International conceptual artist Ryan Gander, who graduated from the Manchester School of Art in 1999, was awarded an OBE.
Visiting lecturer Ryan has become one of the most significant conceptual artists in the UK, with work on show at Tate Modern, the Chicago Museum of Contemporary Art, the Museum of Modern Art New York and The National Museum of Art, Osaka.
In 2014, he spoke of his pride at being awarded an honorary Doctor of the Arts by Manchester Metropolitan. A Manchester School of Art alumni prize is named after him, which Ryan helps to choose and also generously matches the prize award each year.
Penny Macbeth, Dean of Manchester School of Art, said: "Ryan has become one of Britain’s most significant artists working today. We are hugely proud of the recognition he has received.
"Whilst operating in the conceptual field, his work uses humour and is highly accessible; it has also been described as rigorous and strange, focusing on storytelling and the power of ideas. The form of the work varies hugely, but has included a chess set, a new word, a children’s book, photography, film, drawings and artists' cocktails."

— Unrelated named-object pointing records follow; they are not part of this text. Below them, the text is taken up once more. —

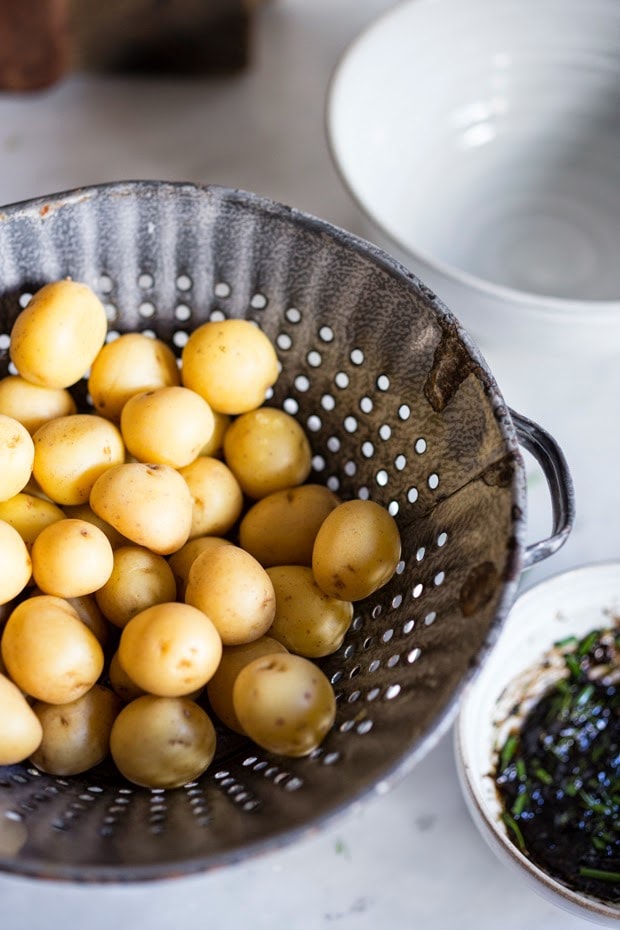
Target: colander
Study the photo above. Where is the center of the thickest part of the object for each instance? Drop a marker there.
(399, 406)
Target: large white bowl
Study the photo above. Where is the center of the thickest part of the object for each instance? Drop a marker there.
(481, 140)
(572, 603)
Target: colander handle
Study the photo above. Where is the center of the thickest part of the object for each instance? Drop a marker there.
(551, 459)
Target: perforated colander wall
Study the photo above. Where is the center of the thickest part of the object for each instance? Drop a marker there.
(399, 407)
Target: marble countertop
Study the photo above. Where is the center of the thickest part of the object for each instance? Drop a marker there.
(411, 857)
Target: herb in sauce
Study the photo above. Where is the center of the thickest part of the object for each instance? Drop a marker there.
(558, 774)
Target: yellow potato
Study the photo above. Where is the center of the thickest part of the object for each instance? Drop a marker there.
(181, 561)
(162, 742)
(234, 591)
(169, 425)
(280, 529)
(15, 563)
(170, 649)
(285, 703)
(71, 558)
(308, 622)
(48, 652)
(149, 504)
(16, 457)
(234, 658)
(216, 495)
(56, 337)
(20, 730)
(356, 550)
(267, 451)
(231, 363)
(128, 365)
(139, 579)
(32, 404)
(76, 736)
(71, 452)
(29, 515)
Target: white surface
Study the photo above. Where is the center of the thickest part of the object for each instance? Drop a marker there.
(411, 858)
(502, 184)
(569, 604)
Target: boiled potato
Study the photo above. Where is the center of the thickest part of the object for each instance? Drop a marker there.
(231, 363)
(182, 560)
(56, 337)
(170, 649)
(29, 515)
(76, 736)
(128, 365)
(307, 621)
(20, 730)
(48, 652)
(284, 703)
(216, 494)
(356, 550)
(234, 658)
(15, 563)
(71, 452)
(71, 558)
(16, 457)
(168, 426)
(267, 451)
(139, 579)
(162, 742)
(149, 504)
(32, 404)
(280, 529)
(234, 591)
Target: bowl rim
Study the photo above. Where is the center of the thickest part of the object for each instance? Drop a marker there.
(572, 900)
(598, 310)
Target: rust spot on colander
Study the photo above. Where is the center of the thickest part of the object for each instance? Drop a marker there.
(452, 364)
(478, 588)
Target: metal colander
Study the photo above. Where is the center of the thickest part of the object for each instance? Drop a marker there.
(399, 406)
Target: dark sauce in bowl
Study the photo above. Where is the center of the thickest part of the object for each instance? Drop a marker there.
(558, 773)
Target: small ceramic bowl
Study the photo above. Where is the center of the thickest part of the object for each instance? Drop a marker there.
(481, 142)
(570, 604)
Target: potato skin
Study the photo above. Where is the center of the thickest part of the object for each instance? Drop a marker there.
(162, 742)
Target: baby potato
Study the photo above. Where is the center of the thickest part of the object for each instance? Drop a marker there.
(16, 457)
(129, 365)
(168, 426)
(32, 404)
(280, 528)
(139, 579)
(234, 658)
(56, 337)
(71, 558)
(29, 515)
(356, 550)
(267, 451)
(15, 563)
(149, 504)
(20, 730)
(71, 452)
(181, 561)
(162, 742)
(170, 649)
(48, 652)
(234, 591)
(76, 736)
(216, 495)
(231, 363)
(285, 703)
(307, 621)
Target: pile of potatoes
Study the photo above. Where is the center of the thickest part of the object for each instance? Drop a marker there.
(164, 562)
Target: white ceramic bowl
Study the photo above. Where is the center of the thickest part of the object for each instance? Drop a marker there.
(572, 603)
(481, 140)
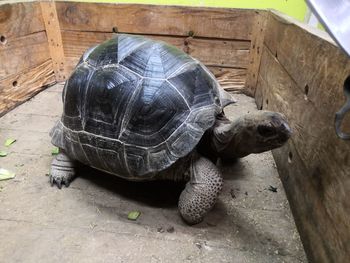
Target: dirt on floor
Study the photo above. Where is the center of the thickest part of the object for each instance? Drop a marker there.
(87, 222)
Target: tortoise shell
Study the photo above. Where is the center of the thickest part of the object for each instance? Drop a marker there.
(134, 106)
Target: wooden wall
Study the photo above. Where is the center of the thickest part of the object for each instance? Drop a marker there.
(25, 63)
(301, 75)
(222, 37)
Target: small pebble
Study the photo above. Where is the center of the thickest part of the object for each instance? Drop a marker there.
(170, 229)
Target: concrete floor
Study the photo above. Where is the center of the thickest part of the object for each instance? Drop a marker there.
(87, 222)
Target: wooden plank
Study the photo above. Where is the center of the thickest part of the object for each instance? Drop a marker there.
(22, 53)
(230, 79)
(315, 164)
(157, 20)
(54, 39)
(256, 46)
(18, 88)
(20, 19)
(317, 65)
(223, 53)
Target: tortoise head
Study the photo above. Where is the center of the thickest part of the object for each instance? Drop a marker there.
(253, 133)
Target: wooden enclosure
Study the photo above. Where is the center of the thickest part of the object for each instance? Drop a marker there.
(285, 65)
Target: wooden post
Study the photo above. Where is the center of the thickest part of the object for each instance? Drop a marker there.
(256, 45)
(54, 37)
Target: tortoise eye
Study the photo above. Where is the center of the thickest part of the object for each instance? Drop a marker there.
(266, 131)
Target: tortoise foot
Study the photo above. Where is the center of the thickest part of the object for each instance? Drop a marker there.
(62, 170)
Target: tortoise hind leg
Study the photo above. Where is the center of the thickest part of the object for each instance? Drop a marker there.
(62, 170)
(201, 192)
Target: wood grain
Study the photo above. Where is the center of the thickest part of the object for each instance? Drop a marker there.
(256, 46)
(230, 79)
(316, 64)
(20, 19)
(315, 164)
(54, 39)
(157, 20)
(22, 53)
(20, 87)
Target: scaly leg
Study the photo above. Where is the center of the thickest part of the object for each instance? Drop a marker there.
(201, 192)
(62, 170)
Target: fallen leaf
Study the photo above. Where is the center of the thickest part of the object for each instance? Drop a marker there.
(55, 150)
(133, 215)
(9, 141)
(272, 189)
(6, 174)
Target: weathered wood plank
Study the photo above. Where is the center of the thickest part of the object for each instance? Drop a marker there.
(315, 164)
(223, 53)
(316, 64)
(256, 46)
(23, 53)
(157, 20)
(53, 33)
(20, 19)
(230, 79)
(19, 87)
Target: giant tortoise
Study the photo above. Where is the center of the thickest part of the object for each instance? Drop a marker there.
(142, 110)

Manchester Metropolitan University is one of the most extensive higher education centres in Europe with 37,000 students and more than 1,000 undergraduate, postgraduate and professional courses. The University educates and trains large numbers of legal and business professionals, scientists, engineers, teachers, health workers and creative professionals.
Manchester Met has invested £350 million in its estate and facilities during a ten-year plan to create a truly world-class campus in the heart of Manchester and in Cheshire.
The University is in the top three nationally for environmental sustainability, in the top 3% of global universities as ranked by the Times Higher Education and has an 85% research impact rated world-leading and internationally excellent.